O Regresso Estival ao Seixal, Madeira
Chegamos às férias do Verão. Marques, um desses seixaleiros com quem mantinha contacto, convida-me a regressar. Oferece-me estadia na casa da família. Aceito o convite de bom grado.
Filipe, um dos irmãos de Marques, na altura e como tantos madeirenses, ainda emigrado em Caracas, Venezuela, faz caça submarina no mar ao largo, por norma, diante do cais e das piscinas naturais.
Dia após dia, assim nos assegura peixe fresco que a mãe de ambos cozinha para as refeições, acompanhadas de batatas-doces e semilhas cozidas, colhidas da horta da casa.
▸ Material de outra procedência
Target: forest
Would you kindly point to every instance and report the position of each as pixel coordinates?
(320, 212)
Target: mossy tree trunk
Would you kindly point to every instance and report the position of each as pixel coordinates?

Em vez dos Oitavos e das Lapinhas natalícias, são os arraiais de Verão do Seixal e das povoações vizinhas que justificam a festa e inevitáveis desvarios.
Em pleno Estio, essa diversão tem uma deliciosa extensão balnear. Nas piscinas naturais do Seixal. Ao largo do Cais. Na Poça do Mata Sete, baptizada com a verdade da tragédia, por mais pungente que tenha sido.
E, a pouca distância, mas nos antípodas da seriedade, ainda na Praia da Laje, a que os moradores passaram a chamar de Jamaica devido ao visual tropical das palmeiras há uns anos lá plantadas.
Malgrado o bem-disposto imaginário caribenho, a sua beira-mar não tem nem vestígios de areia branca ou coralífera.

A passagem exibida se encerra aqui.